Our study has several strengths. Other than looking at the ARG richness, we demonstrated dynamic changes in antimicrobial classes and unique ARGs under different eradication antibiotics exposure. Besides, we used shotgun whole genome sequencing (WGS) which had better detection of bacterial species, deeper sequencing depth, and identification of potential ARGs compared with the 16S rRNA sequencing method[16]. This study also included both patients who were naïve to and had failed previous eradication therapies to examine difference at baseline and after treatment.

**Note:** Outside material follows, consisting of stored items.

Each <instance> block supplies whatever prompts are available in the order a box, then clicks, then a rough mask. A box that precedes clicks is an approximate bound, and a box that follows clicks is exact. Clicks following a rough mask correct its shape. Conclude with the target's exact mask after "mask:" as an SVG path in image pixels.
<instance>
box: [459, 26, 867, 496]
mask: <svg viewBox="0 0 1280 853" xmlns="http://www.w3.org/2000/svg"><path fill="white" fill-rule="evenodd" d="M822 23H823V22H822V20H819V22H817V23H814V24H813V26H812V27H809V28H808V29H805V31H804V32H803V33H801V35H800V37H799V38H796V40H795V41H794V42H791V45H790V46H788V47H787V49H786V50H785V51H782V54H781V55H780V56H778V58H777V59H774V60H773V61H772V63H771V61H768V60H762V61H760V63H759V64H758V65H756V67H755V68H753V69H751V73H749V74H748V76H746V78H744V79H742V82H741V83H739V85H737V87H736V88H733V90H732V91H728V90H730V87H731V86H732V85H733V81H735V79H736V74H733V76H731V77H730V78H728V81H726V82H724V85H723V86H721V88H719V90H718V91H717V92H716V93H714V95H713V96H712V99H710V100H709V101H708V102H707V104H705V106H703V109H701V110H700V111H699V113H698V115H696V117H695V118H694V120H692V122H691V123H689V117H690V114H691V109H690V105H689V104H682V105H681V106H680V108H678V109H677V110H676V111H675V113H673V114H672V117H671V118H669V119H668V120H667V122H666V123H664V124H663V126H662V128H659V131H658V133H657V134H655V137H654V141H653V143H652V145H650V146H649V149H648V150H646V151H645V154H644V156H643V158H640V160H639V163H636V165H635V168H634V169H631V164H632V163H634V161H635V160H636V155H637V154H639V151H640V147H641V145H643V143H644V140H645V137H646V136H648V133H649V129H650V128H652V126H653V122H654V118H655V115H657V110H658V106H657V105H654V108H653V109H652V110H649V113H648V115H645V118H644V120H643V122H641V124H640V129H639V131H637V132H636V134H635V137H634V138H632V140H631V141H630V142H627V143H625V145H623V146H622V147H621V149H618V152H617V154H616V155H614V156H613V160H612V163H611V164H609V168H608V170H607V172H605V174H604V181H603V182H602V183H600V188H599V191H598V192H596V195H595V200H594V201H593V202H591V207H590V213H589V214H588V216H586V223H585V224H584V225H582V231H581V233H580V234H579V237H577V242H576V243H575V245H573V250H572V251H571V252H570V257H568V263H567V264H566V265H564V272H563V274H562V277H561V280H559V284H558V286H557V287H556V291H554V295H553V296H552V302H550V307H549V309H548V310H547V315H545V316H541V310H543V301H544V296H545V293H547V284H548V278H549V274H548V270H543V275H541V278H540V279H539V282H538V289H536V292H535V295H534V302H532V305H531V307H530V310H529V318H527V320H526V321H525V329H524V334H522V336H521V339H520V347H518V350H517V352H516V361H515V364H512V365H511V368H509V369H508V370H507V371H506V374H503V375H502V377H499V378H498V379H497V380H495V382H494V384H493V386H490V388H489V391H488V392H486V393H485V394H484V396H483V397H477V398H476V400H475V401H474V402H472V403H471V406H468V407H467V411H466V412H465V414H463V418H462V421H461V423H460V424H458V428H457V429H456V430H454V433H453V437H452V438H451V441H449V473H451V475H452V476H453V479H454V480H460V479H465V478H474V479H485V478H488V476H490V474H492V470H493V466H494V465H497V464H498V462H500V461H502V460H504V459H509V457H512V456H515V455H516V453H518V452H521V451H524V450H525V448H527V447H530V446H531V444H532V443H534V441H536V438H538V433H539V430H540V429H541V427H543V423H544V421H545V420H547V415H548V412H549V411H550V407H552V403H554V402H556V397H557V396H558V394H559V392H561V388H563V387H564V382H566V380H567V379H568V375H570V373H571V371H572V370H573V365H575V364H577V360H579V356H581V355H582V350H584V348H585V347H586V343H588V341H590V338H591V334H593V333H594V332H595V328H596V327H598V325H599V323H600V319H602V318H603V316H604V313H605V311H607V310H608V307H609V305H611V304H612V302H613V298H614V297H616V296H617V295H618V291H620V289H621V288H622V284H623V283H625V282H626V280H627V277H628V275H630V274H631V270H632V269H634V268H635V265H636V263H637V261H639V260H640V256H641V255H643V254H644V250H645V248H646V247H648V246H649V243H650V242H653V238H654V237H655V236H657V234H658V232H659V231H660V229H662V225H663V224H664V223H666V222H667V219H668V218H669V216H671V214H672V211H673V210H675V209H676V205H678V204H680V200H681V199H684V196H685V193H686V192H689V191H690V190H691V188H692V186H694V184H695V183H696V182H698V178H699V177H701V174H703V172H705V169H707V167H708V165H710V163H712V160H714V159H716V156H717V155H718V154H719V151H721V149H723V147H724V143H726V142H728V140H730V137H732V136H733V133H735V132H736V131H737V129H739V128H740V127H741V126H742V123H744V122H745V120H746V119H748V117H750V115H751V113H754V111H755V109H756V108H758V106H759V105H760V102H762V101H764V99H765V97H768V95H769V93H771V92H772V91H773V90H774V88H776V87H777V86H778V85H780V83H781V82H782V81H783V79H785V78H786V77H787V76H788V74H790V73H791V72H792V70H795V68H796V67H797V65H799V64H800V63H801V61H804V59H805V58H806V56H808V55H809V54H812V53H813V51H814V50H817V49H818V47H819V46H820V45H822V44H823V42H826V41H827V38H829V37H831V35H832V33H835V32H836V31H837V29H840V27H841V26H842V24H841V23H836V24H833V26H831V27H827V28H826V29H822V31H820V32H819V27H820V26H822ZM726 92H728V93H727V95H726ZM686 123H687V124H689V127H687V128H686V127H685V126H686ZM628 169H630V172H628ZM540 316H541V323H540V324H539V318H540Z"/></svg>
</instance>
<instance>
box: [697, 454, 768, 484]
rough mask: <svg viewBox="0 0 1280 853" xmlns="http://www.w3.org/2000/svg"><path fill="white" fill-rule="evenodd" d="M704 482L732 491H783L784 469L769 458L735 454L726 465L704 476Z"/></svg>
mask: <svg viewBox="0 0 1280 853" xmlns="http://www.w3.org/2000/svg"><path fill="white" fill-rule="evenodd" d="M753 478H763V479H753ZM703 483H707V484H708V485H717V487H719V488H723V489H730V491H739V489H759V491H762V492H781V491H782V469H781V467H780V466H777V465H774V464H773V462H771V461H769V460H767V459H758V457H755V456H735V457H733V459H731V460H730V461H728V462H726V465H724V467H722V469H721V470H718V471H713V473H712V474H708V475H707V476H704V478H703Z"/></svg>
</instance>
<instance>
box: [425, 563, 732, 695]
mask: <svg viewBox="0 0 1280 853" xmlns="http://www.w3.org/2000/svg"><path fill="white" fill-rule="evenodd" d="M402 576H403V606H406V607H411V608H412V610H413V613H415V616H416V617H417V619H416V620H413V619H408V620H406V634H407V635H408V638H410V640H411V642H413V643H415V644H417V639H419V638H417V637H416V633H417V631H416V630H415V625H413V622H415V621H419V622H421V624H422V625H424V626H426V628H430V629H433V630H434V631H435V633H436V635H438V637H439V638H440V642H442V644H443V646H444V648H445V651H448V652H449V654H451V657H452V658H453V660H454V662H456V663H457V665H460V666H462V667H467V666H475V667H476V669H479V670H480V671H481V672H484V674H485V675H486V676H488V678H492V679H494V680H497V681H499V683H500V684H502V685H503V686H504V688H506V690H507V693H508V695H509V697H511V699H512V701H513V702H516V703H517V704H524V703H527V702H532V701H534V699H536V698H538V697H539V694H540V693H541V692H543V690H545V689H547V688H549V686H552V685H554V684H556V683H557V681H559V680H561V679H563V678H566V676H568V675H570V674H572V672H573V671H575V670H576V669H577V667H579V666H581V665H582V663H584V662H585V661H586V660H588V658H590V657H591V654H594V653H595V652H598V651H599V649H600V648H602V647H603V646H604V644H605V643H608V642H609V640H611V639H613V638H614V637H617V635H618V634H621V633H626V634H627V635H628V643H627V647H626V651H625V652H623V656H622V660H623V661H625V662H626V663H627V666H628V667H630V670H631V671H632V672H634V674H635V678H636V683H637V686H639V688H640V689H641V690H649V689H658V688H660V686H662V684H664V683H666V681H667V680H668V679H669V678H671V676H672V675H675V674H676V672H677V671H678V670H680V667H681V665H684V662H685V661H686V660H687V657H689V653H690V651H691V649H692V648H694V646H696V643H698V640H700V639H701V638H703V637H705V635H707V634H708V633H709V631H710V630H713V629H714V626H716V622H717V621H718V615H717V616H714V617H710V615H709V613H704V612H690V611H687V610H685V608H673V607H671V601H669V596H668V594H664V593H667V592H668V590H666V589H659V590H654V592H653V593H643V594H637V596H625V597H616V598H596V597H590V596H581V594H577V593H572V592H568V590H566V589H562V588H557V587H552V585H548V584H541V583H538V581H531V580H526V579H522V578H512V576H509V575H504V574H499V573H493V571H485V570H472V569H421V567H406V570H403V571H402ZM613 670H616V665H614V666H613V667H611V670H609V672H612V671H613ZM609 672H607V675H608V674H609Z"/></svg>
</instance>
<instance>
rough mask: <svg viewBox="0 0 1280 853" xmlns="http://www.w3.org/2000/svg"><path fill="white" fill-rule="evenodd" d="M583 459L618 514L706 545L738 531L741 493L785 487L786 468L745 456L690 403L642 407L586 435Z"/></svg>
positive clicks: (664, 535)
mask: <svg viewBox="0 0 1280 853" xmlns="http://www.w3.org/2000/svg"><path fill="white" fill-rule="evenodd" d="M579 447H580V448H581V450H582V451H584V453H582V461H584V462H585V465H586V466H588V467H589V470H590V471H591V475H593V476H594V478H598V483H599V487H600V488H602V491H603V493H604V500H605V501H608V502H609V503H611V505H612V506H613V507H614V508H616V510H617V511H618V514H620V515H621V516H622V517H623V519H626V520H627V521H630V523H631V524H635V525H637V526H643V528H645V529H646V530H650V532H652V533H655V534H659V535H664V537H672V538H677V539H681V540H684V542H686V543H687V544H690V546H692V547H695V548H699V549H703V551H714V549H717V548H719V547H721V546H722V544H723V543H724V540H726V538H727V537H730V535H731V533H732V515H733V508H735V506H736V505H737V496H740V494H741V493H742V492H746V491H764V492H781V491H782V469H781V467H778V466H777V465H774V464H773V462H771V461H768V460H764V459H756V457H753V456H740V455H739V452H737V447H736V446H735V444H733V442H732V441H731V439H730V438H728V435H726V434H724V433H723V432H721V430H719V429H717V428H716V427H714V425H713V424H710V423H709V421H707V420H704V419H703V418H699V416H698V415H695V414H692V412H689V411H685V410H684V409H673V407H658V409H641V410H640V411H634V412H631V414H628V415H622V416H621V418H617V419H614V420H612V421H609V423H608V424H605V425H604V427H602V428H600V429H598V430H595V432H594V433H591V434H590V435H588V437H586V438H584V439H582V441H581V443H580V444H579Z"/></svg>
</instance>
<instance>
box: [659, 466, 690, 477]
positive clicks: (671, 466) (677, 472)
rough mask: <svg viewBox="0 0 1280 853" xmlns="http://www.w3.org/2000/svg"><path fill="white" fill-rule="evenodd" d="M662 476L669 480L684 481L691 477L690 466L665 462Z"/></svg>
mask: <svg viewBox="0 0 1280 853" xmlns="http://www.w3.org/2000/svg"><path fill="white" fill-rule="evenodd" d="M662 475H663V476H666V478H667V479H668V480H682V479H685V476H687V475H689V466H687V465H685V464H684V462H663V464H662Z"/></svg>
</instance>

There are some limitations of this study. First, as there are three different treatment groups with samples collected at three different time points, each group had a relatively small sample size which may hinder the application of the results. Second, this study only focused on the changes of gut microbiota and ARG from the metagenomics level, further studies should evaluate the metabolomics and proteomics for more integrated analysis, which can further reveal the consequences of receiving different H. pylori eradication therapies. Third, gut microbiota could change with lifestyle modifications, for instance, after exercise training and dietary intervention[59]. Since no dietary intervention or physical exercise was enforced in this study, the impacts of these lifestyle changes could not be analyzed. However, as most changes restored to baseline at 6-month, suggesting these factors are unlikely to be playing a significant role. Finally, considering the regional variations in antibiotic consumption and resistance, the applicability of our findings may need further validation in a more diverse population, particularly in an area with high background antibiotics resistance.